There are $n$ positive integers $a_1, a_2, \dots, a_n$. For the one move you can choose any even value $c$ and divide by two all elements that equal $c$.

For example, if $a=[6,8,12,6,3,12]$ and you choose $c=6$, and $a$ is transformed into $a=[3,8,12,3,3,12]$ after the move.

You need to find the minimal number of moves for transforming $a$ to an array of only odd integers (each element shouldn't be divisible by $2$).

Input

The first line of the input contains one integer $t$ ($1 \le t \le 10^4$) — the number of test cases in the input.
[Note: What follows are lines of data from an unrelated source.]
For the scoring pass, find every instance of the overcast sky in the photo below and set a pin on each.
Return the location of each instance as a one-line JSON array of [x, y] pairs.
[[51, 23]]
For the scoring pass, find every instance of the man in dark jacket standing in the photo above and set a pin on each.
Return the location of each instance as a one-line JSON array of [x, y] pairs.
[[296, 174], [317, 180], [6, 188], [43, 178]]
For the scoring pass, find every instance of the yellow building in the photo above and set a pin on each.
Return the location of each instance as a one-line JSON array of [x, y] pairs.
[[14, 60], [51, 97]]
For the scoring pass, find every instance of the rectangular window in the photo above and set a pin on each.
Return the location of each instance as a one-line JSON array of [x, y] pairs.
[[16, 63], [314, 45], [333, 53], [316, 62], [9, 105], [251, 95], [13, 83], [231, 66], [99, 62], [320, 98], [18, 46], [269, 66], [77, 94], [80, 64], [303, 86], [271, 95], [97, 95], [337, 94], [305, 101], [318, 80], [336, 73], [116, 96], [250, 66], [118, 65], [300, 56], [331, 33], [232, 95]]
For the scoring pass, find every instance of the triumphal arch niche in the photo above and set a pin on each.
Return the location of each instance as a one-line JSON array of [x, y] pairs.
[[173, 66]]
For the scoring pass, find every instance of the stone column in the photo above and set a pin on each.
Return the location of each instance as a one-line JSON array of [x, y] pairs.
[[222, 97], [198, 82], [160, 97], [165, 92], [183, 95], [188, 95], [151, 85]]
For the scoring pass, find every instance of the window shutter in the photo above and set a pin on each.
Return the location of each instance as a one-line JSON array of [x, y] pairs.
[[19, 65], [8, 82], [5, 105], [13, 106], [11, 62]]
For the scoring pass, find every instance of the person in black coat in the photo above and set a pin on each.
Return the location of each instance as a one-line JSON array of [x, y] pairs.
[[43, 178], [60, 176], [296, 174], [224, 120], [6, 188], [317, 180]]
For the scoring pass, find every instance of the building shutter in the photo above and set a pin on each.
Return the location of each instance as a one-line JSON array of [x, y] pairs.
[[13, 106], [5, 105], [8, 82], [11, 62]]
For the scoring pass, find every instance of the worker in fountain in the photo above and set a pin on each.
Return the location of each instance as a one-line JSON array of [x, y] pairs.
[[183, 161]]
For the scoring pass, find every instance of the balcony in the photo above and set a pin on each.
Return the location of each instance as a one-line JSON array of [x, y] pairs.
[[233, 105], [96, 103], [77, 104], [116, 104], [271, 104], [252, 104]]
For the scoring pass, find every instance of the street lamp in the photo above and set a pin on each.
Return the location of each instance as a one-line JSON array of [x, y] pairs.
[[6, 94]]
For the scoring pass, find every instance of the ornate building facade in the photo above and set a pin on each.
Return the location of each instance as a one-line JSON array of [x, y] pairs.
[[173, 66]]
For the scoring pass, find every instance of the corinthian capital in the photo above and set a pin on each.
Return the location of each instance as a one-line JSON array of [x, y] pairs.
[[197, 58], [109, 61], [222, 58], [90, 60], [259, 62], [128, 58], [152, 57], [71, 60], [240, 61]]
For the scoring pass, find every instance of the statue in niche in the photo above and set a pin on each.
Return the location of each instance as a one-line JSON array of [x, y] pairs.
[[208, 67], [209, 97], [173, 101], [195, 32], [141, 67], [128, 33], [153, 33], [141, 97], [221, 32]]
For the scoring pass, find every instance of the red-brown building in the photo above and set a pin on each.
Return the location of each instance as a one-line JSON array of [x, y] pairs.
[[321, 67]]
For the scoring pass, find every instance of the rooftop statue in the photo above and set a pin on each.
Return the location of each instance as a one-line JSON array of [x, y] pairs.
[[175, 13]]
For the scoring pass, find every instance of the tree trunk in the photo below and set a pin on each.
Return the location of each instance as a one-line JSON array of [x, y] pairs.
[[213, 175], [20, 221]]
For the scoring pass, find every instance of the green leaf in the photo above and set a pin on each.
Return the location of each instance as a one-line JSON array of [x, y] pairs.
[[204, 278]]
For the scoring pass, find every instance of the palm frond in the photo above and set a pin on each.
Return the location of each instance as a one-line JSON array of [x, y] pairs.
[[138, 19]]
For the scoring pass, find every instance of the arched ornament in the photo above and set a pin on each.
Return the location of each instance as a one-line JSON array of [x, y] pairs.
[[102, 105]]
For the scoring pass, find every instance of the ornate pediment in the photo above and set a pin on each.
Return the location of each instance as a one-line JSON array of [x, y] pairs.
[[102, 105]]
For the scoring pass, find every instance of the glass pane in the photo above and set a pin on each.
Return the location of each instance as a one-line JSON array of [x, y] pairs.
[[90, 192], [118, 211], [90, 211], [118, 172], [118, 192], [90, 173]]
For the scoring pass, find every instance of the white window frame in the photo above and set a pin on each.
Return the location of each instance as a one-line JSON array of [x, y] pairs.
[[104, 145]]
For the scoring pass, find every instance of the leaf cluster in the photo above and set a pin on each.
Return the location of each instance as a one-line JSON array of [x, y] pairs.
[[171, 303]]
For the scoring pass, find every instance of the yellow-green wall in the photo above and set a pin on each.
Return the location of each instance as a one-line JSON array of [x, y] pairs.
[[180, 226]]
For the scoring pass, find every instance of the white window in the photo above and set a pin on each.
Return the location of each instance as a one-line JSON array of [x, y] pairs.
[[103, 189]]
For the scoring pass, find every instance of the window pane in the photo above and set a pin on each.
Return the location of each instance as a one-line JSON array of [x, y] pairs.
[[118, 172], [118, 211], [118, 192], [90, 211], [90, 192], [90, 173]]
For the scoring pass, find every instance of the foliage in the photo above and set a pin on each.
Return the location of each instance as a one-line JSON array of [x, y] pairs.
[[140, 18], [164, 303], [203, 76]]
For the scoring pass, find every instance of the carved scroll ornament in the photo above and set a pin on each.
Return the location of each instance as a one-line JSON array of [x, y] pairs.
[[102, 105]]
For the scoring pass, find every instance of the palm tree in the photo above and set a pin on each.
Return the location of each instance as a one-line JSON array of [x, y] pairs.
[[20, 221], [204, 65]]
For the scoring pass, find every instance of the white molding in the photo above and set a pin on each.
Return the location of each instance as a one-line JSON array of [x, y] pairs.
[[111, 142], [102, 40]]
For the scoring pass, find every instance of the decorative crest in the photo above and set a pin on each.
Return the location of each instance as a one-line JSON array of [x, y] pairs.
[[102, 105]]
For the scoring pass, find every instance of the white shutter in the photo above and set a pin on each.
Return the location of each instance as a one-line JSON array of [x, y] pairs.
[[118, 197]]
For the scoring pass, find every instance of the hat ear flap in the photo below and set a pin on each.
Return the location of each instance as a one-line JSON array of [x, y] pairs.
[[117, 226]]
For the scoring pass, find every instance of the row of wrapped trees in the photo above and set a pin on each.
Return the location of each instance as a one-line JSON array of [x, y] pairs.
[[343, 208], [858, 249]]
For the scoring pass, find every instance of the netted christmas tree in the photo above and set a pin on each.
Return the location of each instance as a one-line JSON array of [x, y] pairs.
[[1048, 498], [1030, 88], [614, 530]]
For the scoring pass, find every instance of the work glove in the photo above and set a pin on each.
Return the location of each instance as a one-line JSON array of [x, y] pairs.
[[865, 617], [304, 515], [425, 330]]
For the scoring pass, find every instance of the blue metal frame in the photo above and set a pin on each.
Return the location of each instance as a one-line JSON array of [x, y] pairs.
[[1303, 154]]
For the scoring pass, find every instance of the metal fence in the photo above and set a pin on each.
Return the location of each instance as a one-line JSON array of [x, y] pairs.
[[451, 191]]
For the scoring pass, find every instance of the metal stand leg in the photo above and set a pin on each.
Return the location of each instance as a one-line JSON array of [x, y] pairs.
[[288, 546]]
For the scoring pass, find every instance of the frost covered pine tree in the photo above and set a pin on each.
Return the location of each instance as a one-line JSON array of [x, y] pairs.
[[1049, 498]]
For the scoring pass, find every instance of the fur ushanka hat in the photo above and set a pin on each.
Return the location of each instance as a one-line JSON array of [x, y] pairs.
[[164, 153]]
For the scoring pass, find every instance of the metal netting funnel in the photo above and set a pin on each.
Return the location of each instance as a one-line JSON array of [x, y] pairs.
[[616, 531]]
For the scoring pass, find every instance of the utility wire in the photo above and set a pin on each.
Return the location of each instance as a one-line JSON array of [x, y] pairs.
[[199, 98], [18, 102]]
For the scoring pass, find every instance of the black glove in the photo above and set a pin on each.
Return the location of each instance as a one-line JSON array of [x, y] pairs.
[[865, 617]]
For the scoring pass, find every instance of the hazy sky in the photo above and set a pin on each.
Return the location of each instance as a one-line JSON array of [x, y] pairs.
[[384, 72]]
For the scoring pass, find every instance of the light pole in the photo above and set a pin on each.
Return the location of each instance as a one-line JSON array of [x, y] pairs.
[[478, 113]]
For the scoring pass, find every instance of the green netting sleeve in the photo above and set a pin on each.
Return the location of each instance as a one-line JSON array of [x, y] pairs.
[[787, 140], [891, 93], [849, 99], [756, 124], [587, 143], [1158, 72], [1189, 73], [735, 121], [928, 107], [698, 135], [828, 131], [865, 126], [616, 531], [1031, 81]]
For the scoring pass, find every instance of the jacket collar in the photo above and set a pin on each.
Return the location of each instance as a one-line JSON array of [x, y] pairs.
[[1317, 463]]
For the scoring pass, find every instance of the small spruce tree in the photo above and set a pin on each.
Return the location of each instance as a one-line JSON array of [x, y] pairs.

Then $t$ test cases follow.

The first line of a test case contains $n$ ($1 \le n \le 2\cdot10^5$) — the number of integers in the sequence $a$. The second line contains positive integers $a_1, a_2, \dots, a_n$ ($1 \le a_i \le 10^9$).

The sum of $n$ for all test cases in the input doesn't exceed $2\cdot10^5$.

Output

For $t$ test cases print the answers in the order of test cases in the input. The answer for the test case is the minimal number of moves needed to make all numbers in the test case odd (i.e. not divisible by $2$).

Example
Input
4
6
40 6 40 3 20 1
1
1024
4
2 4 8 16
3
3 1 7

Output
4
10
4
0

Note

In the first test case of the example, the optimal sequence of moves can be as follows:

• before making moves $a=[40, 6, 40, 3, 20, 1]$;
• choose $c=6$;
• now $a=[40, 3, 40, 3, 20, 1]$;
• choose $c=40$;
• now $a=[20, 3, 20, 3, 20, 1]$;
• choose $c=20$;
• now $a=[10, 3, 10, 3, 10, 1]$;
• choose $c=10$;
• now $a=[5, 3, 5, 3, 5, 1]$ — all numbers are odd.

Thus, all numbers became odd after $4$ moves. In $3$ or fewer moves, you cannot make them all odd.